Jamaica Bay Parkland
The Jamaica Bay Parkland Framework Plan is a vision plan for an urban National Park. In 2013, MVVA won the competition to build on the National Park Service’s General Management Plan and propose a design for the Floyd Bennett Field, Fort Tilden, and Jacob Riis Park sections of Gateway National Park.

Working in collaboration with the National Park Service, the New York City Department of Parks and Recreation, the Jamaica Bay-Rockaway Parks Conservancy, and engineers at Buro Happold, the framework plan brings a National Park experience to New York City.
Compelled by the impacts of Hurricane Sandy’s destructive force, the project embraces coastal resilience and advocates for a range of interventions based on the site’s tolerance for change. These strategies include cutting overflow channels, armoring historic assets, enhancing dune systems, and relocating critical roads and park topography to create views and mitigate flooding.

Five Tools

Coastal Resiliance
Reinstating the complexity of the relationship between land and water on the site and evolving beyond the preservation of an arbitrarily drawn shoreline are preconditions of the park’s success.

Ecological Mosaic
Diverse and dynamic ecologies will help the park absorb shocks to its system and weather fluctuating maintenance budgets.

Distinct Neighborhoods
The parkland is not monolithic; rather, it consists of a series of districts or neighborhoods, each with a distinct character and identity, united by a circulation system that efficiently distributes visitors around the site.

Distributed Program
Rather than having one area devoted exclusively to outdoor recreation, another to organized sports, another to historic interpretation, etc., each type of program should be distributed across the site.

FEMA National Flood Hazard Map
Over the last 150 years, the Jamaica Bay ecosystem has been defined by its rapid and constant change: human-directed processes have created new land and radically altered the coastline. These interventions have resulted in an artificial stasis, with none of the natural softness and flexibility that would allow the bay to absorb systemic shocks. Soft interdigitated edges have been hardened, and a fine-grained network of marshy channels have been reduced to a single dredged inlet.
If the Jamaica Bay Parklands are to survive for the next century, paradigms of success in the realm of coastal protection and preservation will need to evolve. Rather than continuing to invest in the increasingly futile defense of a constructed coastline that barely existed a century ago, the site should cultivate and celebrate the naturally dynamic edges of a healthy coastal ecosystem.
Diversifying the coastal protection strategies in the Jamaica Bay Parklands allows each site to be a pilot project for a different strategy along spectrums of hard to soft and active to passive.
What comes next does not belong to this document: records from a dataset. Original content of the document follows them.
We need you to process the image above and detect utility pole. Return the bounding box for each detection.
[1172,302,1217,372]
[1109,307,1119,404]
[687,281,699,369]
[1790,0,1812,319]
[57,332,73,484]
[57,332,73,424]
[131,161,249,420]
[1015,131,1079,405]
Innovative monitoring techniques would generate data that could be used to improve regional coastal resilience.

Range of resiliancy strategies
The proposed tidal inlets and softened edges will lengthen the shoreline on Floyd Bennett Field, increasing ecological and experiential complexity and diversity.


The site’s urban context offers a rare combination of natural and cultural resources, with coastal ecosystems directly adjacent to—and in some cases growing over—historic military and aviation infrastructure.
A century of land-filling and edge-hardening has resulted in a site whose ecologies are unnaturally oversimplified. However, in most cases, ecological function has been suppressed but not eliminated. This plan calls not for a wholesale ecological reconstruction, but rather an activating of the site’s own latent ecological capacities.

The current circulation system on the Jamaica Bay Parklands sites, and on Floyd Bennett Field in particular, is fragmented and difficult to navigate for all but the most frequent visitors.

Existing Circulation

Proposed Circulation

Ciculation System
A unified park drive at both Floyd Bennett Field and the Rockaway Peninsula sites is in some ways the most important element of this Framework Plan. It has unrivaled potential to comprehensively transform the visitor experience of the site by making program more intuitively accessible, by creating strategically inviting views of the sites and the surrounding water, and by allowing Floyd Bennett Field’s historic runways to be pedestrian-centric programmatic amenities, rather than vehicular circulation corridors.

The design ties these elements together with clear circulation, streamlines the arrival of visitors (including from New York City public transit), and provides an array of programmatic experiences, including art installations, overnight camping sites, protected swimming holes, beaches, bike trails, kayak launches, and accessible historic sites.